The Cycle adds another layer of magic with multidisciplinary live events. In 2016 we presented an original dance theater piece based on ancient poems of Andalusia and dedicated to civilian victims of war, directed by Hossein Fassa with Sabrina Hayeem-Lahdani, Michele  (Meesha) Tayoun, Jimena Carías, percussionist Rex Benincasa and myself. Poet Silvia Siller read and danced a new poem, and Michelle Ortiz, a young Honduran-American, sang rhythm and blues between screenings. The newly minted ABBADÓN NEW YORK TANGO quartet closed the program with a rousing virtuoso display of traditional tango.

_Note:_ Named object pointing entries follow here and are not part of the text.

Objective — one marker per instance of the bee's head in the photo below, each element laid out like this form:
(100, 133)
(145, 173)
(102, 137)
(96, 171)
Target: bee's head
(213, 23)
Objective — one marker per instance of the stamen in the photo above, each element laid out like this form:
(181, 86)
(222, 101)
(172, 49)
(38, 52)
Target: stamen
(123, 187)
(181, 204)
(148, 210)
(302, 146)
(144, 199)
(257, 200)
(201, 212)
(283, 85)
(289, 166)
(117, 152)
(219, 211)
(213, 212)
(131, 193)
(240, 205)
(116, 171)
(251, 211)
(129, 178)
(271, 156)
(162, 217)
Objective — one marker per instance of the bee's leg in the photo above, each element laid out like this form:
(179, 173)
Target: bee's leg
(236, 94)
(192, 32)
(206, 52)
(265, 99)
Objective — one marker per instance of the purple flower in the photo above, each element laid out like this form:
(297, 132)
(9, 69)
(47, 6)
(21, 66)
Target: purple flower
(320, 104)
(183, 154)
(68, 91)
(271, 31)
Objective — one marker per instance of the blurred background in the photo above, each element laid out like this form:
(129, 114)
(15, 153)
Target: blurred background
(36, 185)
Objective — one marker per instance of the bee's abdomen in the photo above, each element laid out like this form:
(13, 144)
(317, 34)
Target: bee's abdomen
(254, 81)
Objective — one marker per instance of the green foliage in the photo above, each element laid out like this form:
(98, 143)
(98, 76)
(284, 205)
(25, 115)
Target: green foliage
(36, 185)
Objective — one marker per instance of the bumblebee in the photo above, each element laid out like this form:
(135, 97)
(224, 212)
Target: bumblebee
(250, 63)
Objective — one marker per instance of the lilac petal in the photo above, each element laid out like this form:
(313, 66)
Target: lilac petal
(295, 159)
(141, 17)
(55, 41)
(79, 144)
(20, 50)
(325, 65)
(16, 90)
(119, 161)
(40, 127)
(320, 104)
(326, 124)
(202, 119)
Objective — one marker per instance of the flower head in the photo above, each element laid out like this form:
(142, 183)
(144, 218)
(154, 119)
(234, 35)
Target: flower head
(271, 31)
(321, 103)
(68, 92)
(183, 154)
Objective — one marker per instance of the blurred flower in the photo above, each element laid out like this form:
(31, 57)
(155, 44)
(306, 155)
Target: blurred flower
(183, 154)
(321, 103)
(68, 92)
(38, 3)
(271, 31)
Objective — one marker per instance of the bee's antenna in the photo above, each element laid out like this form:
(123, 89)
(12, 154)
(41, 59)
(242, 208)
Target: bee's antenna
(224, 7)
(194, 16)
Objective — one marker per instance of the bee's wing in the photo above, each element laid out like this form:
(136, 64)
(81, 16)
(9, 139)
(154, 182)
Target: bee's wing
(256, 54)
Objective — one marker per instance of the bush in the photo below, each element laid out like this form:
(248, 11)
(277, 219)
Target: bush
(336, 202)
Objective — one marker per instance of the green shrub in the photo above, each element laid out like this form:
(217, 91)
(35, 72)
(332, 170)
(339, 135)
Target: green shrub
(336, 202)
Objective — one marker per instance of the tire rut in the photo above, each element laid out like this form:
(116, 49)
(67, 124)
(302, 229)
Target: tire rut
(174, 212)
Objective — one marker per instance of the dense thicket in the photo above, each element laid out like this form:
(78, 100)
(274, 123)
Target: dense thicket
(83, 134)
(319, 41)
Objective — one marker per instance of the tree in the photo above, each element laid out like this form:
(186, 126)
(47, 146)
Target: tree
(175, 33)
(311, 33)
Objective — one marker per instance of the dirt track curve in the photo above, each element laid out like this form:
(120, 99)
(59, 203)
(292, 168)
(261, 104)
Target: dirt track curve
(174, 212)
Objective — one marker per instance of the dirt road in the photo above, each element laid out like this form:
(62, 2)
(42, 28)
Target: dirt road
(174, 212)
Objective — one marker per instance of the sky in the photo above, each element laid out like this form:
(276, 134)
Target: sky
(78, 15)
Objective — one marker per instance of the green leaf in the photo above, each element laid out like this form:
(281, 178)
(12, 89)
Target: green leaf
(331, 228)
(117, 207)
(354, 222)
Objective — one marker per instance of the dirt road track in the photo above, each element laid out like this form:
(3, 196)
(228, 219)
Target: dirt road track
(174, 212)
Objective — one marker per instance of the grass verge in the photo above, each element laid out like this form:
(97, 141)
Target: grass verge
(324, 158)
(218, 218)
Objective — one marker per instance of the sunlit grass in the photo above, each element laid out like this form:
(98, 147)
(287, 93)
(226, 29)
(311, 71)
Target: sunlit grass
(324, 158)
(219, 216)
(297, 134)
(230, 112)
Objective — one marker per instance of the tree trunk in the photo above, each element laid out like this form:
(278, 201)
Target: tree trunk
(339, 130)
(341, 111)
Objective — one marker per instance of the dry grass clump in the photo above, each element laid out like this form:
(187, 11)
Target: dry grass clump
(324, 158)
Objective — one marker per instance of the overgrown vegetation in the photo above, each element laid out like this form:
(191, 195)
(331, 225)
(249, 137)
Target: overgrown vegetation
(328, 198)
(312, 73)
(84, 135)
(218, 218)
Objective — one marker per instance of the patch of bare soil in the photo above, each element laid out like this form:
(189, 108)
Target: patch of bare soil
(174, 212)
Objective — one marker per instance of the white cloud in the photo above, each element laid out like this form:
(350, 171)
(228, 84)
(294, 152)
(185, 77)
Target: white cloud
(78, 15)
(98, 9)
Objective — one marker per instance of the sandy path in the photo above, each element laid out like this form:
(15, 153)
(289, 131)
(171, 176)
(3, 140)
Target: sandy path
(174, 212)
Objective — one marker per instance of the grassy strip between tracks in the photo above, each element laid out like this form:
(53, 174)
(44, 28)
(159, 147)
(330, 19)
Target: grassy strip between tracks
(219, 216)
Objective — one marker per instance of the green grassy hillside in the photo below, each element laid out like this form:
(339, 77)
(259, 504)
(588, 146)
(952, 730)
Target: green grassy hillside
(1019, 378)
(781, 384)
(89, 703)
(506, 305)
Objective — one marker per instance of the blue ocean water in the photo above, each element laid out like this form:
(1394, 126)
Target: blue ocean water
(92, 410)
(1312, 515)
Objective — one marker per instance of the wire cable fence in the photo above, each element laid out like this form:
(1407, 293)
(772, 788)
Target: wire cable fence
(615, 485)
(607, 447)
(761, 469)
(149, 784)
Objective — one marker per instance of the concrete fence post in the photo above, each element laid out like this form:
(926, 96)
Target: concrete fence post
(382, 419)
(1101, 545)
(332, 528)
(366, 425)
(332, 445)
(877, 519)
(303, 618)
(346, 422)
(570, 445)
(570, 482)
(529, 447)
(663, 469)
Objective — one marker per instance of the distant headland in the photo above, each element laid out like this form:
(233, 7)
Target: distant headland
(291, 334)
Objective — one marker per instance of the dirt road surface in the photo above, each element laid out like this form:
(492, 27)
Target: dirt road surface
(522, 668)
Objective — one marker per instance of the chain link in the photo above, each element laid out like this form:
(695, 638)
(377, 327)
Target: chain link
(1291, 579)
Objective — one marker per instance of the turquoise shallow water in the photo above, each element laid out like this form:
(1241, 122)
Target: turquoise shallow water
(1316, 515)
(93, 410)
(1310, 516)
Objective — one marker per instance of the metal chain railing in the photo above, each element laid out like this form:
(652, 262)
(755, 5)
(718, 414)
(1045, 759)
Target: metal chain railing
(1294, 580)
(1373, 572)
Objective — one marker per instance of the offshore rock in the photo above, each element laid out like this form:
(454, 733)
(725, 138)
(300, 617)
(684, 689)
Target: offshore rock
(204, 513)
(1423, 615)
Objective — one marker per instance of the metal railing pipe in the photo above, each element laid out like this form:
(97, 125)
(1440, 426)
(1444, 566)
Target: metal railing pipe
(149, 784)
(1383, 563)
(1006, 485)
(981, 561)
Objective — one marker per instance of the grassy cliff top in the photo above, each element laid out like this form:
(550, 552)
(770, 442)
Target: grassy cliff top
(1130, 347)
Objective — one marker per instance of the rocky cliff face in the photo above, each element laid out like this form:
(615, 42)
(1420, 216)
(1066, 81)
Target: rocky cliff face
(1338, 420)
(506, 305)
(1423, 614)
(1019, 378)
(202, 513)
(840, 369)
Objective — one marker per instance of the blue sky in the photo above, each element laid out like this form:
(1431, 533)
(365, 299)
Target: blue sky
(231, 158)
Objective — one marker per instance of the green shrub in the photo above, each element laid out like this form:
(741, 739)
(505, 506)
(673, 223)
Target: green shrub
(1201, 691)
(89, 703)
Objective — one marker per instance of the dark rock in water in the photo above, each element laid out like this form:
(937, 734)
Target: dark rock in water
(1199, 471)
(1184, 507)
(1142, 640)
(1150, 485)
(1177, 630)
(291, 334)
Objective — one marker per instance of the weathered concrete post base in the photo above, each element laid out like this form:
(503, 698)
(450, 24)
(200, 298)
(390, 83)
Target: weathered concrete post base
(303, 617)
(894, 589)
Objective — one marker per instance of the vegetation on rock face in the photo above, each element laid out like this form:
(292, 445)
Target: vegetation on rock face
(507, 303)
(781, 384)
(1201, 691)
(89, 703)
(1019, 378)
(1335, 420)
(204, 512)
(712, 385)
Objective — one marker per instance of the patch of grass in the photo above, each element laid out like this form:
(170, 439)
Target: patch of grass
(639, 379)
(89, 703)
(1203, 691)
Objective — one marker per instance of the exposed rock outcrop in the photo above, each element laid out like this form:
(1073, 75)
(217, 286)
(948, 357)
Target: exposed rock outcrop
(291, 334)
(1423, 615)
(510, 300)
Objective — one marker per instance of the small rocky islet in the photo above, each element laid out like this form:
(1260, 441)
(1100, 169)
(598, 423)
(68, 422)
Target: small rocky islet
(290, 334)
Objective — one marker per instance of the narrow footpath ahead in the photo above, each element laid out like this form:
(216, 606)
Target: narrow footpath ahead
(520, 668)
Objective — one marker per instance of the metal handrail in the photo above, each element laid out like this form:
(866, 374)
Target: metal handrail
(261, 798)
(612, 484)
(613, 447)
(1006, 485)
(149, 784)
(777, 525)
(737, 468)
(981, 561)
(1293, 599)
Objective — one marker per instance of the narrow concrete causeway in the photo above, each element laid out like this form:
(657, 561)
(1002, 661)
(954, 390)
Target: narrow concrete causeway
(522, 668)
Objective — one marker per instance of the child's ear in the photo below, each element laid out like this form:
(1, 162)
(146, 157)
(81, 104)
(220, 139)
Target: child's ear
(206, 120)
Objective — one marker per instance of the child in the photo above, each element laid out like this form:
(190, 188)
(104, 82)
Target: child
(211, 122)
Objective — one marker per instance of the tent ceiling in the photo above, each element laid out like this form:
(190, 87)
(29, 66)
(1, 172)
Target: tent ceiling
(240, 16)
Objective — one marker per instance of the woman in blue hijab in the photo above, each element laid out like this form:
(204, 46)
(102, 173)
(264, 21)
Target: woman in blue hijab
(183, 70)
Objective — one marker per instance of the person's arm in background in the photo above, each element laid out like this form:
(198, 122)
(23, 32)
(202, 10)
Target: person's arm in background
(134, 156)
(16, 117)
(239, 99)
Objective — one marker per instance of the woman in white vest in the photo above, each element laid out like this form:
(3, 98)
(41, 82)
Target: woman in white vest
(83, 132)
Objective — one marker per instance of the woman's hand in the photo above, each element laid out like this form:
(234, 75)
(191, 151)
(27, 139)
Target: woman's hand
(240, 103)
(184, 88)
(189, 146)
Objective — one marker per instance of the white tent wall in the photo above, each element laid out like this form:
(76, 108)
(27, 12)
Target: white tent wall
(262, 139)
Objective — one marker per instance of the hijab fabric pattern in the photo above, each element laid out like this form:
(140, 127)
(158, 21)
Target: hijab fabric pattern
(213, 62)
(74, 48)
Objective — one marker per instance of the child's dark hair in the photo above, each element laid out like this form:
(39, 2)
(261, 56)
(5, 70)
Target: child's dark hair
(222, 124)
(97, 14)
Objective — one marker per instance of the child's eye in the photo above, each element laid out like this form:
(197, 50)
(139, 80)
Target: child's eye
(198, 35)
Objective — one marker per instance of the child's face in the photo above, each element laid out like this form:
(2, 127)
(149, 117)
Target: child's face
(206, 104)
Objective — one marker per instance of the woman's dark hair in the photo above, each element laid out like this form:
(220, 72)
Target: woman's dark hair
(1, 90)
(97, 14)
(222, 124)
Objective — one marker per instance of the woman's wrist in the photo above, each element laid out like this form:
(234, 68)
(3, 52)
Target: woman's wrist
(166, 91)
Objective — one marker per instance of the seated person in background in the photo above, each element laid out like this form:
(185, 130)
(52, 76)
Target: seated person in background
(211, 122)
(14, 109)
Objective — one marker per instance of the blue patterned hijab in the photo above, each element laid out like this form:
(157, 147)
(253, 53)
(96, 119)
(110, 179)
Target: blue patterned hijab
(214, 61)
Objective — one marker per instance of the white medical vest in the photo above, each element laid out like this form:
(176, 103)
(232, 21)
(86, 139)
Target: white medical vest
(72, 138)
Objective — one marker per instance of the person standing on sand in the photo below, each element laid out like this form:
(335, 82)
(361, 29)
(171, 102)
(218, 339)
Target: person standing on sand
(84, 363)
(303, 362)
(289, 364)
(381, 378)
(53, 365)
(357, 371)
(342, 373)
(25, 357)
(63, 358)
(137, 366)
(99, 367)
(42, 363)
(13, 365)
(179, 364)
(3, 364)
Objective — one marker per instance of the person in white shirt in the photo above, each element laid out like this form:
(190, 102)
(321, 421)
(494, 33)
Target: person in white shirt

New York’s community of artists has always been present as we build communities across the spectrum of the arts.

 

The Cycle always includes samplings of Central American gastronomy, and this year we welcomed two experts in Garífuna cuisine. Restaurateur Melissa Velázquez of Melissa’s Pan, the first upscale Garífuna restaurant in New York and possibly the country, contributed several baskets of her tasty, hearty coconut bread. César Róchez, “The King of Casabe,” distributed samples of his cassava chips, made from the ancestral flatbread of Caribbean peoples. He made the Cycle presentation his official market launch. Elsewhere, delicacies made mostly from corn and cheese from the interior completed a veritable feast paired with Café Arimel, an organic product brought fresh from the western highlands of Honduras.